BlockReceiver负责从上游数据节点接收数据包并转发到下游数据节点。 同时, 如果当前节点是数据流管道中的最后一个节点, BlockReceiver还需要验证数据包的校验和是否正确。 除此之外, 数据节点还需要从下游节点接收数据包的确认消息, 然后转发给上游节点, BlockReceiver将这部分功能委托给了内部类PacketResponder。

PacketResponder是BlockService的内部类,且是一个线程。它和BlockReceiver所在的线程共同完成数据块的写操作流程。 这里之所以将数据块处理和数据块响应消息处理放在两个线程中, 是因为如果使用一个线程处理, 需要同时监听上游节点的输入流和下游节点的输入流, 任意一个输入流阻塞都会造成另一个输入流上消息处理的延迟。

BlockReceiver完成对指定数据包的处理之后, 会触发PacketResponder类处理当前数据包的响应消息。 PacketResponder类监听下游的输入流, 接收到这个数据包的确认消息后, 在确认消息中添加当前数据节点的消息, 然后将这个消息发送给上游数据节点。

BlockReceiver完成对指定数据包的处理之后, 会调用enqueue()方法通知PacketResponder类处理这个数据包的响应。

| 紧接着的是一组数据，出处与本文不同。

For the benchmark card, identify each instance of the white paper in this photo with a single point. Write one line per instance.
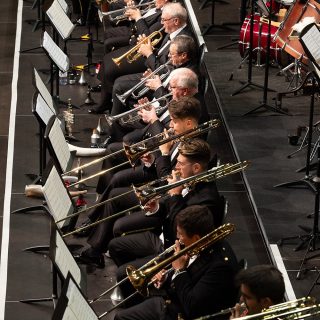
(65, 261)
(312, 41)
(59, 145)
(55, 53)
(60, 20)
(57, 197)
(43, 110)
(41, 87)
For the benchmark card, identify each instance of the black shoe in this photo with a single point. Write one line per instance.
(85, 232)
(97, 110)
(96, 88)
(86, 258)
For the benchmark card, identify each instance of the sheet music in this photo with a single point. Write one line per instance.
(41, 87)
(63, 5)
(57, 197)
(59, 145)
(65, 261)
(55, 53)
(78, 307)
(311, 40)
(60, 20)
(43, 110)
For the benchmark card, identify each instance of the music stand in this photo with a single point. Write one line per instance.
(63, 263)
(264, 104)
(72, 303)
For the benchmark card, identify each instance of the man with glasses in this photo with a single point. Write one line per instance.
(130, 73)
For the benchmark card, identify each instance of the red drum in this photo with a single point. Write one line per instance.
(260, 39)
(285, 38)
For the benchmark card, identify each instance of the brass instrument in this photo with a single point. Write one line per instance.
(135, 151)
(140, 278)
(151, 262)
(133, 54)
(123, 97)
(146, 193)
(127, 117)
(291, 310)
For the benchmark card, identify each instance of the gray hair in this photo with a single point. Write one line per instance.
(185, 78)
(176, 10)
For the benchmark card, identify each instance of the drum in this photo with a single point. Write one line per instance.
(285, 38)
(260, 34)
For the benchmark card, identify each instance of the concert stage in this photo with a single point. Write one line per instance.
(261, 213)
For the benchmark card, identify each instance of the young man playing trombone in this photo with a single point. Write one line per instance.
(196, 285)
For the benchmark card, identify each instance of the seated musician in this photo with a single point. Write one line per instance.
(261, 286)
(198, 285)
(119, 36)
(173, 18)
(193, 158)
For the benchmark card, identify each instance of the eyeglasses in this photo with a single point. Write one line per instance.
(164, 20)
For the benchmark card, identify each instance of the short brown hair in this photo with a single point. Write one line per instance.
(186, 107)
(196, 150)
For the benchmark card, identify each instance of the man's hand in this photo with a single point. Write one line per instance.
(182, 262)
(153, 83)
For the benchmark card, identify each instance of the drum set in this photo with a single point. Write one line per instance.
(285, 43)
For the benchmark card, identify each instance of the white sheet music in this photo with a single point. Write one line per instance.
(60, 20)
(59, 145)
(78, 307)
(41, 87)
(63, 5)
(43, 110)
(57, 197)
(65, 261)
(55, 53)
(312, 41)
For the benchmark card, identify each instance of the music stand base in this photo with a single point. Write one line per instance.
(303, 183)
(267, 107)
(29, 209)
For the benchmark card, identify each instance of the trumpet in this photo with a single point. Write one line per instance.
(133, 54)
(127, 117)
(123, 97)
(146, 193)
(135, 151)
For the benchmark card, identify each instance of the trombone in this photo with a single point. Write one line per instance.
(123, 97)
(127, 117)
(146, 193)
(133, 54)
(141, 278)
(135, 151)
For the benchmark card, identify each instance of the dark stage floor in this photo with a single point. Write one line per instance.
(262, 214)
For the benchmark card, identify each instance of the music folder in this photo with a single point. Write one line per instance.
(59, 19)
(59, 58)
(72, 305)
(310, 41)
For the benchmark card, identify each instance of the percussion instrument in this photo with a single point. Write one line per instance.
(285, 38)
(260, 39)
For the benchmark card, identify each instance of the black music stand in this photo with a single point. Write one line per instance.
(63, 264)
(264, 104)
(249, 82)
(73, 301)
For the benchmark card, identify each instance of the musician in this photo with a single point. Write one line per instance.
(199, 285)
(193, 158)
(120, 36)
(261, 286)
(173, 18)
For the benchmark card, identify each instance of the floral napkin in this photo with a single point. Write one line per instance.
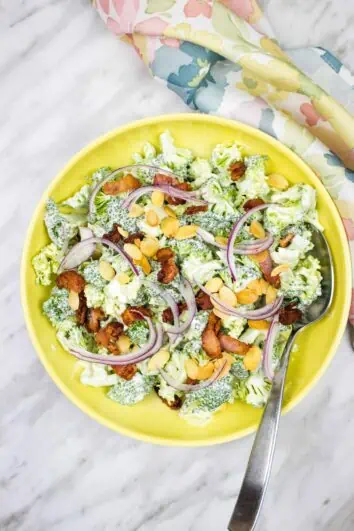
(221, 57)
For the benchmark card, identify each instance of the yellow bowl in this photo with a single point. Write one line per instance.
(151, 420)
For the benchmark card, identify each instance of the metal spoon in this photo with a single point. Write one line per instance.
(253, 489)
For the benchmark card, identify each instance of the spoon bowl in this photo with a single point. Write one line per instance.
(254, 486)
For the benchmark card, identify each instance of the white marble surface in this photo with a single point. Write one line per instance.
(63, 81)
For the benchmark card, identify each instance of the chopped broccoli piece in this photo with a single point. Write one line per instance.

ackQueue是一个典型的生产者-消费者队列 , 通过enqueue()方法添加任务, 它将等待PacketResponder类处理的数据包加入ackQueue队列中,ackQueue队列中保存的所有数据包都会由PacketResponder的run()方法处理。 成功将数据包添加到ackQueue队列后, enqueue()方法会调用notify()方法通知run()方法处理数据包。

2.4.1 enqueue方法

/**
     * enqueue the seqno that is still be to acked by the downstream datanode.
     * @param seqno sequence number of the packet
     * @param lastPacketInBlock if true, this is the last packet in block
     * @param offsetInBlock offset of this packet in block
     */
void enqueue(final long seqno, final boolean lastPacketInBlock,
             final long offsetInBlock, final Status ackStatus) {
    final Packet p = new Packet(seqno, lastPacketInBlock, offsetInBlock,
                                System.nanoTime(), ackStatus);
    LOG.debug("{}: enqueue {}", this, p);
    synchronized (ackQueue) {
        if (running) {
            ackQueue.add(p);
            ackQueue.notifyAll();
        }
    }
}

2.4.2 run方法

PacketResponder.run()方法会循环对数据块中的所有数据包执行确认响应的逻辑, 如果抛出异常, 则将PacketResponder.running设置为false, 使得while循环的isRunning()判断为false, PacketResponder线程也就会结束。 如果PacketResponder阻塞了, 则通过interrupt()方法中断PacketResponder线程。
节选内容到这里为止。